The oranges surrounding the pupils of Kate’s eyes radiated out into the yellows of her irises, like the aureoles of a solar eclipse.
“It’s my money, daggum it, and I will spend it how I dern well please.” He went outside, slamming the door behind him.
There was a bench outside right next to the door. It’s where Mr. Doolin liked to sit and smoke his pipe, especially if it was a full moon night. Kate opened that door, but didn’t step out. No moon hung in the sky, but the desert flat gleamed underneath the light of a million stars. The cacti glinted like they were sculpted out of marble and the scrub bushes glittered like balls of tinsel. Frogs of the nearby river sang their evening songs.
“I earned us that money, Mr. Doolin,” Kate said. “And I live off that money, too.”
He was a dark silhouette sitting there on the bench, leaning against the wall. He puffed his pipe and the tiny embers brightened. “Gold will bring us both more than enough money.”
“Blacksmithing will earn us what we need.”
“I have made up my mind.”
Kate stepped all the way outside and folded her arms.
“I hear a poorwill,” Mr. Doolin said. “Might get lucky and hear ourselves a spotted owl.”

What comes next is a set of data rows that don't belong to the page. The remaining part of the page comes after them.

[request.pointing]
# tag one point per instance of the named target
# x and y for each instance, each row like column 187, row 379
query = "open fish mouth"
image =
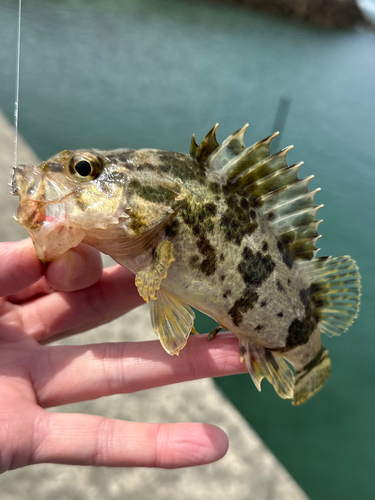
column 41, row 201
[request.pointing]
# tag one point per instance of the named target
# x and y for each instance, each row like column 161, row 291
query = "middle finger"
column 66, row 313
column 69, row 374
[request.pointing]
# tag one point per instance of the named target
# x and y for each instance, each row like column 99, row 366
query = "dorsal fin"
column 206, row 147
column 272, row 186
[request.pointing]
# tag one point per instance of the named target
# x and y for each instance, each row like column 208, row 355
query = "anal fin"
column 262, row 363
column 310, row 379
column 172, row 321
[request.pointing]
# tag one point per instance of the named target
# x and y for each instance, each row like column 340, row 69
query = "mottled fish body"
column 227, row 229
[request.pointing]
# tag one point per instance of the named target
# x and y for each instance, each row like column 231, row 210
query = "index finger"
column 19, row 267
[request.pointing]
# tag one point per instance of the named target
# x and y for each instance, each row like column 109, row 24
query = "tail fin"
column 336, row 291
column 311, row 378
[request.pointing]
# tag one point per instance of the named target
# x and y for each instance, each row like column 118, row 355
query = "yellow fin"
column 310, row 379
column 148, row 280
column 172, row 321
column 262, row 363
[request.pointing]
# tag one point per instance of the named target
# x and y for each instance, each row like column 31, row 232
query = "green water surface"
column 110, row 74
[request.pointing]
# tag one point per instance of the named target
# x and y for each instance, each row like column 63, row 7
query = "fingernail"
column 76, row 265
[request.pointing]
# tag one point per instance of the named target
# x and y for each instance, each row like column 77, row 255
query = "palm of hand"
column 34, row 376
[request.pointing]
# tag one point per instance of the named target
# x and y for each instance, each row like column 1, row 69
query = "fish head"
column 78, row 193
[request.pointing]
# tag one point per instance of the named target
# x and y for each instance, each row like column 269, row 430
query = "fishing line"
column 17, row 97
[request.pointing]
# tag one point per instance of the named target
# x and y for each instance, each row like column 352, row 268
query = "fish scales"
column 228, row 230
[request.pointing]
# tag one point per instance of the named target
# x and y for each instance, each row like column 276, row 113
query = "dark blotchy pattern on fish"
column 255, row 268
column 242, row 305
column 155, row 194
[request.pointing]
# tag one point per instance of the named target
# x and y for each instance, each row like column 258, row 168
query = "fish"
column 227, row 229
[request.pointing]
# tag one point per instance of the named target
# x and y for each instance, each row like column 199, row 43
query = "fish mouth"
column 29, row 183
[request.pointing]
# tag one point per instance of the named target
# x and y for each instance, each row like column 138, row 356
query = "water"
column 110, row 74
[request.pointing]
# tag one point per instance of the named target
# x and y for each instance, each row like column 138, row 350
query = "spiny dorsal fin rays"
column 270, row 184
column 206, row 147
column 233, row 146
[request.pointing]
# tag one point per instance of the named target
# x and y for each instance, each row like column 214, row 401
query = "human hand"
column 70, row 296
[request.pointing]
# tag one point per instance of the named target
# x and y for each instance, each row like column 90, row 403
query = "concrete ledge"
column 249, row 471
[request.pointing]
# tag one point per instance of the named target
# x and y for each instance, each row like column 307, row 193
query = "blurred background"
column 111, row 74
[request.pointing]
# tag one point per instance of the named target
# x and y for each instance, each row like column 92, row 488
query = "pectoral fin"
column 172, row 321
column 262, row 363
column 148, row 280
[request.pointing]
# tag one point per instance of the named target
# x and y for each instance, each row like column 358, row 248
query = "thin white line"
column 17, row 84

“Are you a bird watcher now, too?”
“A man is more than his trade. He is many things. Non simplex natura, Miss Kate.”
“I do not know Latin.”
“One night, I did hear a raven.”
“So? Ravens are a common enough bird.”
“During the day. Not at night. They roost at night. Matter of fact, I heard it the night I saw you for the first time.” He pointed over toward the nearby Livery Stable, at the shadows of the carriages out in the yards. “You were crawling around on all fours. Naked. Trying to hide…”

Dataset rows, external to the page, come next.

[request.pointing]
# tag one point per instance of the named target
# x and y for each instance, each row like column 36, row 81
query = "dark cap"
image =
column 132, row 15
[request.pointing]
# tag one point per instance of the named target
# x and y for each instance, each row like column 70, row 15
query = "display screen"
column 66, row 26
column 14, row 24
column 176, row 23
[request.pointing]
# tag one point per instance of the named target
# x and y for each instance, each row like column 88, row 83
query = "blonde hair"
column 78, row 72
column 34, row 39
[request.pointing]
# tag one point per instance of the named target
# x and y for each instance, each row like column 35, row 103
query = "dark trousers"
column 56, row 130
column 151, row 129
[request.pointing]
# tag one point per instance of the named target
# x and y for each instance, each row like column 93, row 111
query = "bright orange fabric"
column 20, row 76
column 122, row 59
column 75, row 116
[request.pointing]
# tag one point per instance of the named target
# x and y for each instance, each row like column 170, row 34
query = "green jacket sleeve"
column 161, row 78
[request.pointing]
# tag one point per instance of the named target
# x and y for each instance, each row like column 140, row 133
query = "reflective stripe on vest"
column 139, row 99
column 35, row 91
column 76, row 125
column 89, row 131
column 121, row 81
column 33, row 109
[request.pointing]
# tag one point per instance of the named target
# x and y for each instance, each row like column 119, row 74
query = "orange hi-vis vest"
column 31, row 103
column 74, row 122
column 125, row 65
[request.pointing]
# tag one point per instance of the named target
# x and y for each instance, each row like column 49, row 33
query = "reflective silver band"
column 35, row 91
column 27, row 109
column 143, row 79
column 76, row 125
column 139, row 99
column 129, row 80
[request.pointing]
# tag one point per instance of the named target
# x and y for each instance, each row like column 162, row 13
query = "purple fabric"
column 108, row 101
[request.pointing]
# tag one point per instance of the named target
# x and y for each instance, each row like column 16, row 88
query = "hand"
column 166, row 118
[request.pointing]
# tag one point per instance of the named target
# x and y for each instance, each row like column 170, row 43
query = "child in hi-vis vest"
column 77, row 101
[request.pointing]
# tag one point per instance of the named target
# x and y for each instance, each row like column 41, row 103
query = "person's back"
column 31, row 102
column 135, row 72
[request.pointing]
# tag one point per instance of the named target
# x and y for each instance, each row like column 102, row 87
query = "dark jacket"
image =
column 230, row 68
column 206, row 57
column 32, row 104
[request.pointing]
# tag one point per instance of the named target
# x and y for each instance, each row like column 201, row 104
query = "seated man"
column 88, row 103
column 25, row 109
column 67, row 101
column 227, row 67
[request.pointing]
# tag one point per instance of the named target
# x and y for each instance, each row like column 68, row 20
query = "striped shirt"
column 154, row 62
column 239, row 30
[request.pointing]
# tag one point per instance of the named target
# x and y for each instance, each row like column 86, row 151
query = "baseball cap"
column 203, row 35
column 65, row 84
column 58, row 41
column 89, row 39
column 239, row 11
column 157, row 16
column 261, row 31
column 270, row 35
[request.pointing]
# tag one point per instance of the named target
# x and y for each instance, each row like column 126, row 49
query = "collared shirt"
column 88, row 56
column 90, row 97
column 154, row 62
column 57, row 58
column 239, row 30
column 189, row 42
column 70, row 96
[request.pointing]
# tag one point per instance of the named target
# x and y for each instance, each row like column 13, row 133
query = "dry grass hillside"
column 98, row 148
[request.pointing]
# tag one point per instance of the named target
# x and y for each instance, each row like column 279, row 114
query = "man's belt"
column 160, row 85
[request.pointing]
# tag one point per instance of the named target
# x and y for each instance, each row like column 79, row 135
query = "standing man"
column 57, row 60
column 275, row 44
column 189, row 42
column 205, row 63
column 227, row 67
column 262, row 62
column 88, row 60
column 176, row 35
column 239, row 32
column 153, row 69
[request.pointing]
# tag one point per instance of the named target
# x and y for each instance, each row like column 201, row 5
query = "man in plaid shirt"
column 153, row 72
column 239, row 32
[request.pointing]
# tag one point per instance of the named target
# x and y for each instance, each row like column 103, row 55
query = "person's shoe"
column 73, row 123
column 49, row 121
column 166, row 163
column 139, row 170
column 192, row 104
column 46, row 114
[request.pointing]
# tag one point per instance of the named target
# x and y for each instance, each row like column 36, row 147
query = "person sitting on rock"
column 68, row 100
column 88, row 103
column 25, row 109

“That is what I am told of my origins.”
“You really can’t recollect a thing before that?”
Kate pursed her lips so that they brushed against the base of her wide septum, which was her want whenever she was embarrassed, or annoyed, or pondering. Mr. Doolin puffed on his pipe. “Do you know what a séance is?”
“You cannot be serious.”
“You should read the testimonies in the paper.”
She shook her head. “That is how you are going to spend our money?”
“It’s only prudent to exhaust all avenues of research.”
“He is a snake-oil salesman.”
“The wool ain’t pulled over my eyes. And it ain’t the tincture I am after.”
“Cornelius Magnus is a charlatan! Everything about the man is a sham. Even the name: Cornelius Magnus. I would be surprised to find out that his mustache is real.”
“Elmore found himself a little ounce nugget. Worth $20.”
“And he found it where Cornelius Magnus told him to look?”
He nodded, letting the smoke trail from his normal sized nose. “Under a rock near the outhouse.”
“Odd place for a gold nugget. And how much did Elmore pay to receive that information?”
“That’s besides the point. Dr. Magnus was right. His prognostication was valid.”
“He is most certainly not a doctor.”
“You should come with me, Miss Kate. Perhaps I can get a two for one deal. A seal on our Future and an unlocking of your Past.”
“And how much, pray tell, is the cost of a séance?”
“I believe I’ve smoked all the tobacco.”
“Sit.”
Mr. Doolin knocked the ashes out of his pipe. “He can find me an untapped vein. He guaranteed it.”
“This is foolish. A waste of our money. Do not go through with this short-sighted plan.”
He leaned forward, his elbows on his knees and stared at his boots. “I’ve already paid him.”
Kate sighed which sounded like bellows when the air exited her nostrils. “How much?”
“$59.33”
“That was all we had!” She came down on him, slapping him about the head and shoulders. He pushed her and she fell to the ground. He stomped off to the door. Sniffled once, before he turned back to the sprawled figure on the ground, just as feral as when he first found her. Those molten eyes staring up at him.
“The séance is tomorrow night. Come if you want.” He went inside. The door clacked shut. From out of the flatlands came the ‘who-whowho’ of a spotted owl.